THIS week, I joined a group of dedicated volunteers in bedding down on the floor of St. Mary’s Church in Devizes to raise money for local charities supporting the homeless.

As a keen camper I found nothing too terrible about a night in a sleeping bag, but we had chosen the coldest night of the winter in an ancient and unheated church for the event. As the temperature plummeted to minus 9 degrees and the church mice scrabbled among us, we were all left in no doubt of the challenges faced by those without a warm, permanent place to lay their head. Getting up the next morning was particularly thought-provoking. Where do you go, if you are homeless, to wash, eat, tidy up and organise possessions? The answer in Devizes is the Opendoor drop-in centre at the parish rooms in St. John’s where those in need can get support, a shower and a hot meal, and I was also pleased to discover the government has found an extra £20million nationally to tackle what can be a very complicated problem.

* Foreign policy has been to the fore in Parliament this week with first a frisson over the Falklands. The Foreign Secretary William Hague assured MPs the problem - and solution - was diplomatic and it is notable he is the first Foreign Secretary to visit Brazil in more than six years with a mission to turn around decades of British withdrawal in Latin America. This can only be good for diplomacy but should also be good for British business given the growth rates of many South American countries.

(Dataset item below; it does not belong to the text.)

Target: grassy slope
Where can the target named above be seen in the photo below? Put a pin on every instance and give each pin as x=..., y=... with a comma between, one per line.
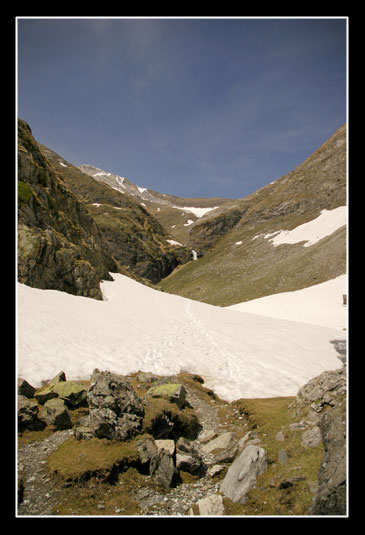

We have also had urgent statements on the worrying developments in and Syria, and I made the point in the House that it is innocent women and children who usually suffer most in these conflicts.

Anyone who has seen or heard of the awful injuries to children living in the Syrian town of Homs will, I am sure, join in the condemnation of China and Russia’s veto of the UN draft resolution on Syria.

These countries are almost totally isolated in their position with even countries which did not support the UN resolution on Libya joining in to vote for an Arab and Western-backed peace plan which calls on Syrian President Bashar al-Assad to step down. MPs on all sides called for the utmost diplomatic and economic pressure to be put on these two countries until they see sense.